Paul Benda and Christina Murata -- director and deputy director, respectively, of the Pentagon Force Protection Agency’s chemical, radiological, nuclear and explosives directorate -- spoke about preparing for a biological attack on the Pentagon during a July 22 webcast of “Armed with Science: Research and Applications for the Modern Military” on Pentagon Web Radio.
Benda and Murata explained how they used a commercial garden powder to simulate a biological attack in a July 11 test of response procedures and decontamination methods, and how the findings of their test will affect future response to bio-weapon attacks.
More than 200 people participated in the test, including 87 volunteers who were exposed to the garden powder and washed down. The Pentagon Force Protection Agency has conducted tests regularly since 2005 to gather data to better protect people in the event of a biological attack.
“We spread [the powder] across the reservation,” Benda said. “We had volunteers that got exposed to it. The building was exposed to it. We tracked where this powder went and where it went on our volunteers.”
The directorate tested different options for decontamination, from portable showers to what Benda described as a “wall of water.” More than a dozen organizations participated in the test in hopes of finding the easiest and most effective methods.
“We wanted to compare the different decontamination strategies,” Benda said. “What’s the fastest way to clean these people? What works the best?”
The quickest, most effective cleaner they found was water, Murata said. Simply flushing items with water cleaned more than 95 percent of contaminants from the road and more than 90 percent from vehicles.

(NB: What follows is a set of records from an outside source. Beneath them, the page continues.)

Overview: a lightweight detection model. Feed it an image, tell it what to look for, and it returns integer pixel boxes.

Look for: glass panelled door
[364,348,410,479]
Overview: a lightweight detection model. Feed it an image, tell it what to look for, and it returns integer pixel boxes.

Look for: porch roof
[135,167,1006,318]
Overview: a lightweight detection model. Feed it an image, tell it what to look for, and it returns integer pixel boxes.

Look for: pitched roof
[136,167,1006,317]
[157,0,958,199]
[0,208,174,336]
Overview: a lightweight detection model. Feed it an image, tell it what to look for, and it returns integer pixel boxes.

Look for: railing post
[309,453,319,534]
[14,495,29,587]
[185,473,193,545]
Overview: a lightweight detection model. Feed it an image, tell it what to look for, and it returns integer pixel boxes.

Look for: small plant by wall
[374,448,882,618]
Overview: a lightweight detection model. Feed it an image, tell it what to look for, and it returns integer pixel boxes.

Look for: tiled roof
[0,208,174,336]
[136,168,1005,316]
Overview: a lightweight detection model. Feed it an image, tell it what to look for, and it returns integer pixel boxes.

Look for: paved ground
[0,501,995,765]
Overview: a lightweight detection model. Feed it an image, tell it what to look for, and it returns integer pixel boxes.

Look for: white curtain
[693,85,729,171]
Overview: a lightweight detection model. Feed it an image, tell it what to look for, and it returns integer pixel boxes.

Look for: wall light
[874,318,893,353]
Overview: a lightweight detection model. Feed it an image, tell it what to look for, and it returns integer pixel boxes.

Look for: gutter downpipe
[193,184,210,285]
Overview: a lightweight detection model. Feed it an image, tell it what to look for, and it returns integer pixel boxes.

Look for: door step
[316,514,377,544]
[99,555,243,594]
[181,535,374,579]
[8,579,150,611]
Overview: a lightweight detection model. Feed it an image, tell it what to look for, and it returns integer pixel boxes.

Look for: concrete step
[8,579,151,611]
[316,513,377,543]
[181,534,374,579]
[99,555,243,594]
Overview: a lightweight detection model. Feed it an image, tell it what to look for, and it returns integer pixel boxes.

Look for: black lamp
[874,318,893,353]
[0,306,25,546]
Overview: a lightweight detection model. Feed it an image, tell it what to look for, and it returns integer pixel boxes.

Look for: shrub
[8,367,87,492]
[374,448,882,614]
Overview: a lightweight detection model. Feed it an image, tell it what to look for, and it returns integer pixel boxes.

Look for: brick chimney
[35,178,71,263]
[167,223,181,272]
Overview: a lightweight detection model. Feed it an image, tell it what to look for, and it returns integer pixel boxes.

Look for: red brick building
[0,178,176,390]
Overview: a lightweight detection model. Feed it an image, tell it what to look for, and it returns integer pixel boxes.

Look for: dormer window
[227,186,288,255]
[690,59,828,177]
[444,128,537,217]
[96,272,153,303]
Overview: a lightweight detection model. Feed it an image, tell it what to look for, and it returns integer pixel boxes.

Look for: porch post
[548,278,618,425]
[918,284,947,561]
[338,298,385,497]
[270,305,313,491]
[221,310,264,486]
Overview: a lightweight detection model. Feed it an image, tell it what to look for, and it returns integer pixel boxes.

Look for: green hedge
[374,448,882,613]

“It’s that old fireman’s adage that there’s no problem that enough water can’t cure,” Murata said. “Point for point, water did the best.”
For personnel contaminated with a biological weapon, the best cleaning method was to make a “wall” of water using five fire trucks. Four pumper trucks fired water against each other while a ladder truck released water from above. Volunteers walked through the streams, scrubbing their body and hair to remove contaminants.
“This is a standard capability that every fire department has,” Benda said. “Whether it’s a volunteer fire department or a professional fire department, they’re able to use their standard nozzles, connected to a hydrant, to create this decontamination capability.”
The beauty of using fire trucks, beyond their accessibility regardless of location, is their effectiveness. It’s not a new technology, but it performs on par with other decontamination methods.
“It works as well, if not better than specific technologies, and it gives us faster through-put,” Benda said.
Once the team sorts the data from this test and figures out which questions have been answered and what new questions have arisen, they’ll share the findings and begin planning for the next test.
And though certain information in tests related to security for Defense Department and other government employees is safeguarded, the information that applies to organizations nationwide will be spread through professional conferences and published articles.
“We do our best to get the information out that will protect the nation as a whole,” Benda said.
(Ian Graham works in the Defense Media Activity’s emerging media directorate.)